反捕鯨国の攻勢を受けて、日本は一段と苦しい立場に追い込まれた。
国際捕鯨委員会(IWC)の総会で、日本による南極海での調査捕鯨再開を先延ばしするよう求める決議が、賛成多数で採択された。
決議は、強硬な反捕鯨国であるニュージーランドが提案したもので、2016年の次回総会で審議されるまで、日本の調査捕鯨を認めないとする内容だ。
日本は今年3月に国際司法裁判所から中止を命じられた調査捕鯨を、15年から再開する方針を表明している。決議は、これに待ったをかける狙いがあるのだろう。
決議に拘束力はなく、日本は予定通り調査を再開する構えだ。とはいえ、「決議に反する」などとして、国際社会の風当たりが強まることは避けられまい。
あくまで再開を目指すのなら、調査捕鯨の意義を裏付ける科学的なデータを示し、説得力のある主張を展開する必要がある。

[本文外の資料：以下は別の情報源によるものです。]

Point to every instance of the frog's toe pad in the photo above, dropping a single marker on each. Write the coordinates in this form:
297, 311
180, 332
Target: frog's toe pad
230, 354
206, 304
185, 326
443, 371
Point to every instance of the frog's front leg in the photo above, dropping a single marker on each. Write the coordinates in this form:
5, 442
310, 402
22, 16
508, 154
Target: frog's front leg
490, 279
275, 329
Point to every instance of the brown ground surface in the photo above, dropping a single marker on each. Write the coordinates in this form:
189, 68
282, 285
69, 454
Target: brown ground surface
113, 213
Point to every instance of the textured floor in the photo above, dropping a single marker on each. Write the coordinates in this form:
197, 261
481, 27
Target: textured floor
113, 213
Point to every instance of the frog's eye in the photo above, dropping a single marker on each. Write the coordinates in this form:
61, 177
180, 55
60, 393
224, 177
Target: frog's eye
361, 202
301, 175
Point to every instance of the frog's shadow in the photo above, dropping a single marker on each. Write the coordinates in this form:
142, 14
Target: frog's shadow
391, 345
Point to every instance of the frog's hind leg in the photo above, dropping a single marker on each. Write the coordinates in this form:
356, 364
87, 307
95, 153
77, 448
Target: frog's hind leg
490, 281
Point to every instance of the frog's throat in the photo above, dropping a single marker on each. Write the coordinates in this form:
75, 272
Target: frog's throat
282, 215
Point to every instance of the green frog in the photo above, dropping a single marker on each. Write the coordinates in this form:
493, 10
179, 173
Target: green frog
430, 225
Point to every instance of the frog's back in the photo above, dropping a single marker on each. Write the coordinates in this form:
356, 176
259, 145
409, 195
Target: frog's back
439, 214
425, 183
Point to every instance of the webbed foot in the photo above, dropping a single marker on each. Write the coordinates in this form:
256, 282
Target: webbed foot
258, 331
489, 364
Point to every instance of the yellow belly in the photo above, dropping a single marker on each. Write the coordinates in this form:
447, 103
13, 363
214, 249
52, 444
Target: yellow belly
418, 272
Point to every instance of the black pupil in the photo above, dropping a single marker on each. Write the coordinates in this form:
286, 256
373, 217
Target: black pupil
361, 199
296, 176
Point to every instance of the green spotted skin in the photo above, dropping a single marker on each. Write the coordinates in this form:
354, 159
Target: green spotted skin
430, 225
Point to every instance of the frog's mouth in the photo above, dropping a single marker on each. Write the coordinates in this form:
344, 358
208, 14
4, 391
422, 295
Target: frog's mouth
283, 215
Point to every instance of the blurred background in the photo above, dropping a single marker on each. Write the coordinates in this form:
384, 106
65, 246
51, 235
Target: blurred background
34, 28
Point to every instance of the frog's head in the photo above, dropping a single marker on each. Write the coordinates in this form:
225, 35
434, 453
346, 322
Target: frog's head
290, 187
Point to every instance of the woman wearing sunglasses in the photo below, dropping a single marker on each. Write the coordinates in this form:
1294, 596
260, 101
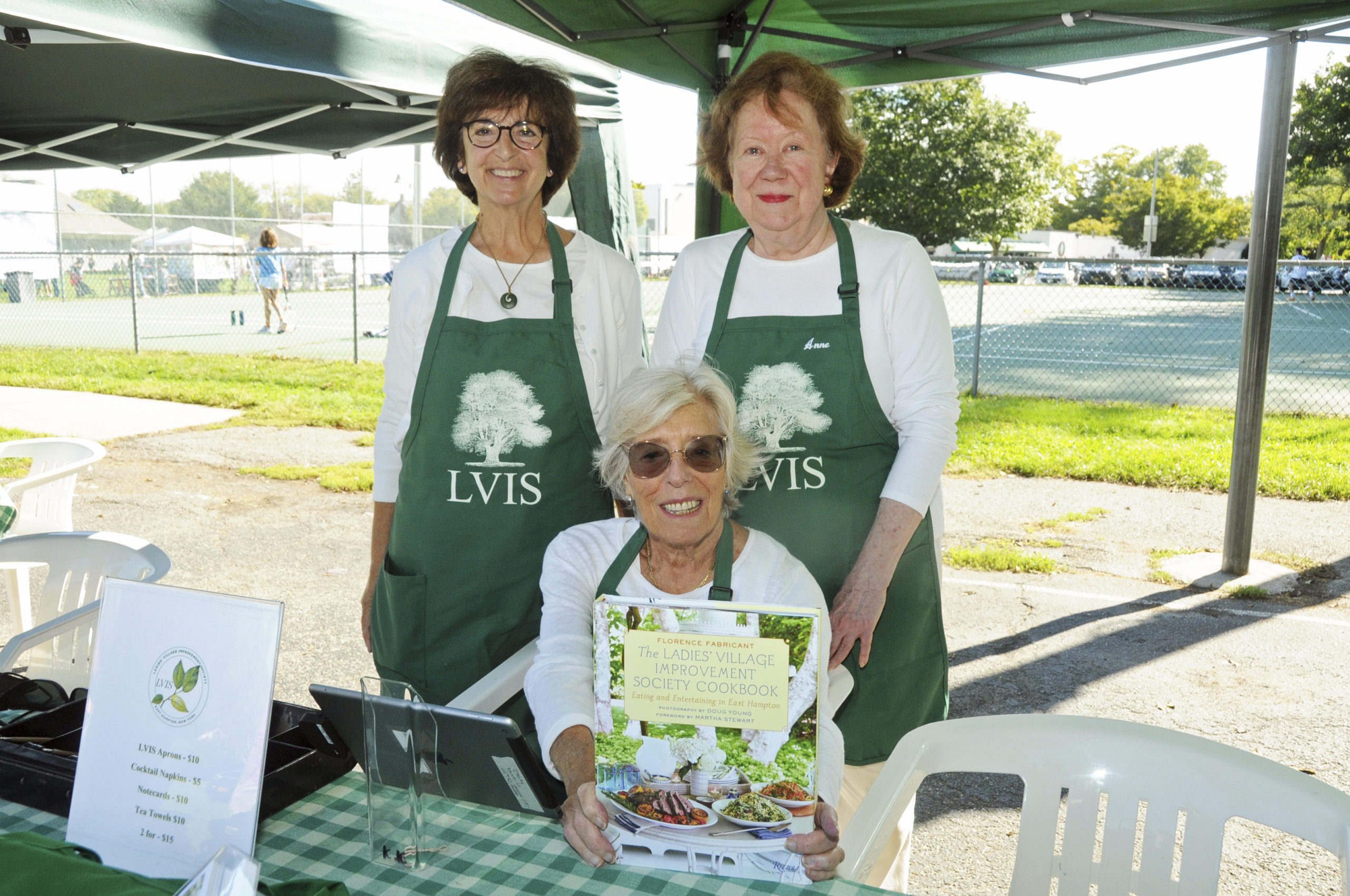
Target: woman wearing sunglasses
507, 339
673, 452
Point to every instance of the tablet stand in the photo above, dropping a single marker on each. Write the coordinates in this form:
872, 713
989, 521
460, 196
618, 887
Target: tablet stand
411, 826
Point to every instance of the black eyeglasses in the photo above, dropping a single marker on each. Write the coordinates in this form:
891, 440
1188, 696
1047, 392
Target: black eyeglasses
705, 454
484, 134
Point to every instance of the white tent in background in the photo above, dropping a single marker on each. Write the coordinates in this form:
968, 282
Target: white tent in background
211, 256
27, 226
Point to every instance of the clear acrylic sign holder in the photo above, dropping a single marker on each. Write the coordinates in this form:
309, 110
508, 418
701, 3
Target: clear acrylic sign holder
411, 825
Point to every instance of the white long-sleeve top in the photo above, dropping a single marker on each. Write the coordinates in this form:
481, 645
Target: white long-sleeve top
606, 322
907, 334
560, 685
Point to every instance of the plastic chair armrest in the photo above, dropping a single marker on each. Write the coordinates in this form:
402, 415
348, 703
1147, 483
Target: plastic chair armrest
45, 632
20, 486
876, 817
498, 686
839, 683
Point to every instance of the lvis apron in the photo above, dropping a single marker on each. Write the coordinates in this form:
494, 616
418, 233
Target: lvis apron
805, 393
497, 461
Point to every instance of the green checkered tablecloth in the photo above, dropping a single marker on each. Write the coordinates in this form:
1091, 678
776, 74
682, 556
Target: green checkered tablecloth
324, 837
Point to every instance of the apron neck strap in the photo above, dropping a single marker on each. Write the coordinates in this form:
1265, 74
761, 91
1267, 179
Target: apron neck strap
562, 280
721, 589
848, 280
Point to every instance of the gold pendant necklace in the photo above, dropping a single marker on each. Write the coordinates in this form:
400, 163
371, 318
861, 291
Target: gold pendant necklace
651, 570
508, 299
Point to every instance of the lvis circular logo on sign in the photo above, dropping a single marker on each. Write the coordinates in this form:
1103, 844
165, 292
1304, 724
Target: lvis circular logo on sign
179, 686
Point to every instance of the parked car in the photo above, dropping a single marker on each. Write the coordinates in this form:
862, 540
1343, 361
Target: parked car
1139, 275
1057, 273
1105, 273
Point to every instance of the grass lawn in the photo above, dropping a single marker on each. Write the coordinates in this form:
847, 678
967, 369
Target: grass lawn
1302, 456
273, 392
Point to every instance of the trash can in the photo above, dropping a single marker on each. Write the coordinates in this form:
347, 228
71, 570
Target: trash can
21, 287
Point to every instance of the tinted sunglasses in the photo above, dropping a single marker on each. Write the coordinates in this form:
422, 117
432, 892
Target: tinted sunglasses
705, 454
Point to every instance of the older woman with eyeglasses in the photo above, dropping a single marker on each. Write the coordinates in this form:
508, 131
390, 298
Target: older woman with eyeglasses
507, 339
671, 451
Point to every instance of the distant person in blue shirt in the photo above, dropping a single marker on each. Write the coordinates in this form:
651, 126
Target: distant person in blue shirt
1299, 277
272, 277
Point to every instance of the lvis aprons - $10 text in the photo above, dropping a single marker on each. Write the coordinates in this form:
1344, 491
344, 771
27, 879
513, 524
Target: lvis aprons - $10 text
497, 461
805, 393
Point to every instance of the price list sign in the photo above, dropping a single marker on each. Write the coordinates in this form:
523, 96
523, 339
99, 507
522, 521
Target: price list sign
176, 728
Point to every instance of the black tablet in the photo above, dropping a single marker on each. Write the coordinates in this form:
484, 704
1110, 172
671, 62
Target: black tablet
468, 756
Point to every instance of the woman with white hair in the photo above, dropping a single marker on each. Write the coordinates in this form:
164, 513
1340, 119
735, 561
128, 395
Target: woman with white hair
671, 451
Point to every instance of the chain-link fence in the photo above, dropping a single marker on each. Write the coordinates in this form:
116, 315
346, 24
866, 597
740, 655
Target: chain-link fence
335, 307
1163, 331
1159, 331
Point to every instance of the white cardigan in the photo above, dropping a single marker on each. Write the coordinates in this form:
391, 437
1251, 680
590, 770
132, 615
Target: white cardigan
907, 335
606, 322
560, 685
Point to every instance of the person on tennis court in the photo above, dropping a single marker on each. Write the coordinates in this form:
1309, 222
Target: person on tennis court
837, 340
272, 278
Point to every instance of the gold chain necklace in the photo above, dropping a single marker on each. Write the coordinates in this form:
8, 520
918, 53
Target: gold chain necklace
508, 299
651, 569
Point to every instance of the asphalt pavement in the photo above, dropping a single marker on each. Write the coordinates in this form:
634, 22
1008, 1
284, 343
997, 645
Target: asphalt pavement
1100, 639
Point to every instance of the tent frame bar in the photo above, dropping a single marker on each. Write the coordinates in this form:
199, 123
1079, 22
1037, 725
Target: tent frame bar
230, 138
45, 148
881, 53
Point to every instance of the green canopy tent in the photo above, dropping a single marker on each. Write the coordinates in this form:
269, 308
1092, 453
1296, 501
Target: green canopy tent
126, 84
701, 44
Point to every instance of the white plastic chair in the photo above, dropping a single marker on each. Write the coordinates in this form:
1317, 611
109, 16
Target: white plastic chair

日本は、クジラが大量の魚を食べ、漁業資源に打撃を与えている実態の解明など、調査捕鯨の成果を強調してきた。
こうした実例をもっと示し、国際理解を広げることが大事だ。このままでは南極海だけでなく北西太平洋の調査捕鯨についても、中止を迫る声が強まりかねない。

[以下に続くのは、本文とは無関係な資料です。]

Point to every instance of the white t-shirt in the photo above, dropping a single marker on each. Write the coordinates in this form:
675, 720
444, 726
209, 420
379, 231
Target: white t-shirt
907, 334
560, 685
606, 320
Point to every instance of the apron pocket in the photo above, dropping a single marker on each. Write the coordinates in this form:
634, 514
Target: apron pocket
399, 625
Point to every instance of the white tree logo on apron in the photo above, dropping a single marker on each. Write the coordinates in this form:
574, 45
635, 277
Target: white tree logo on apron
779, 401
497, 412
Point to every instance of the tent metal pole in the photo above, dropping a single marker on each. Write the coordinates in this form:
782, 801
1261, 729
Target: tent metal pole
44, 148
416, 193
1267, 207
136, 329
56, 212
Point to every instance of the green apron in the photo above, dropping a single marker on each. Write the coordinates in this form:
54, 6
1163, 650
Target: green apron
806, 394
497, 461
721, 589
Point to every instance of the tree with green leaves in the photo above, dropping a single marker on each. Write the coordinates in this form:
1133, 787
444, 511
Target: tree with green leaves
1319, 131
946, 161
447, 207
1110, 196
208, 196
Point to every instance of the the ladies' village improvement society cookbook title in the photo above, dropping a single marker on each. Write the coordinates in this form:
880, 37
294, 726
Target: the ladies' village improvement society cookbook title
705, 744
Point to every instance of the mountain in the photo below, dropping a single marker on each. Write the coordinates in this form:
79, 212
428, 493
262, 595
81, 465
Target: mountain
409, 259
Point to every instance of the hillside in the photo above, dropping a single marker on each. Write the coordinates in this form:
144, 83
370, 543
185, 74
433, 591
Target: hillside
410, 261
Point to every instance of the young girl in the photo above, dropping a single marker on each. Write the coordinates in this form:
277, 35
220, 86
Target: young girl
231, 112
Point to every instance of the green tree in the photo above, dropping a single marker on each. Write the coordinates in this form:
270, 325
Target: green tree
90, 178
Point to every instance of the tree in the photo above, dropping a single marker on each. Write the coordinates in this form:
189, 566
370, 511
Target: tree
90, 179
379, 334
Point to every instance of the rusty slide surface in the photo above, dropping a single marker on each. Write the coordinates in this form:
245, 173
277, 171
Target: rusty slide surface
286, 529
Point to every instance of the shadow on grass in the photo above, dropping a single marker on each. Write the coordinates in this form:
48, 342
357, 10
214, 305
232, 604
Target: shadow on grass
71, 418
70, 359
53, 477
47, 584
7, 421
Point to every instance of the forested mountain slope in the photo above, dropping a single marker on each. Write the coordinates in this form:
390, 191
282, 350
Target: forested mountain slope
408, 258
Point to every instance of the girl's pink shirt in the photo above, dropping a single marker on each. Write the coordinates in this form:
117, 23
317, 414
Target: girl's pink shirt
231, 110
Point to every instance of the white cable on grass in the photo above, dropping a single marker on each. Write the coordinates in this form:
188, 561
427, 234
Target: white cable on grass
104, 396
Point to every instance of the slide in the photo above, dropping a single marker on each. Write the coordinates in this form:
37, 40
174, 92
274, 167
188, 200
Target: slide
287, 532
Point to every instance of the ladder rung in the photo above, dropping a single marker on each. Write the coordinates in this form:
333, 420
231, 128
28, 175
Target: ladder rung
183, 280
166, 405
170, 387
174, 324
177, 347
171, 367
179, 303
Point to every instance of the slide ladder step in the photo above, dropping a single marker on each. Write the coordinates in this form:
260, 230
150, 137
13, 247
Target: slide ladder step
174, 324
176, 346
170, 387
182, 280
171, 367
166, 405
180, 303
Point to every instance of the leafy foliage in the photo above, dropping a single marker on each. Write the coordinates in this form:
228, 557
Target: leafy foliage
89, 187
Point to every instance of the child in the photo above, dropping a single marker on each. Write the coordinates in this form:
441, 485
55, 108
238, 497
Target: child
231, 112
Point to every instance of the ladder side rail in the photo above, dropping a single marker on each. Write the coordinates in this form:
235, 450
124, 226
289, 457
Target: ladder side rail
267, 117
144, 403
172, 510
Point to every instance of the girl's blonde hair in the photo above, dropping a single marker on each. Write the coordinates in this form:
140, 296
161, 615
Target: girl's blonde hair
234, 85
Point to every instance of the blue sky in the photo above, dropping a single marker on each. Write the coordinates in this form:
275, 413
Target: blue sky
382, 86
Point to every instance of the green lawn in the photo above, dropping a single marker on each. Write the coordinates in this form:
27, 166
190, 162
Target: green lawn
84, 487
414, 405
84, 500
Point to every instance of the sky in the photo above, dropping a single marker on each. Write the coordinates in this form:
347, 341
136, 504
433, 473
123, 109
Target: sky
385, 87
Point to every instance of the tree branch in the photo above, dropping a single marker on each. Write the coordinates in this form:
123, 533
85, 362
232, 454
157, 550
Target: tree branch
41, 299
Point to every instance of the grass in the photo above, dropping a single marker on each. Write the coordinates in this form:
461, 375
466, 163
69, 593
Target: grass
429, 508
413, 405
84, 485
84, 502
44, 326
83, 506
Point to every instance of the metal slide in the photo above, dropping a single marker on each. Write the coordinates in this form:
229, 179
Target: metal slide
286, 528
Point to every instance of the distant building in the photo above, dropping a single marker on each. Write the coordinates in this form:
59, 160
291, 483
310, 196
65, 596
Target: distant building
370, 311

日本は南極海での調査捕鯨の年間捕獲枠を約1000頭に設定してきたが、実際の捕獲数は4年連続で300頭を下回った。
反捕鯨団体「シー・シェパード」に妨害された影響を考慮しても、「必要なサンプル数を得るための捕獲調査」との主張が通りにくくなっているのも事実である。
日本は、11月までにIWC科学委員会へ調査捕鯨の新たな計画書を提出する。最低限の捕獲数に絞り込むなど、多くの国に認めてもらうための工夫が求められる。
日本は1988年に撤退した商業捕鯨の復活を掲げているが、国内の鯨肉需要は低迷している。商業捕鯨に対する水産会社や消費者のニーズは限られよう。
商業捕鯨の再開を期し、大規模な調査捕鯨を続けていく意味は薄れてきたのではないか。
調査捕鯨は多額の国費を投入して実施されている。政府は国内向けにも、継続する必要性を、丁寧に説明しなければならない。
北海道や和歌山県などでは、小型クジラを対象とした沿岸捕鯨が行われている。これらはIWCの管理対象外だ。日本の伝統に根ざした貴重な食文化を、しっかり後世に伝えていきたい。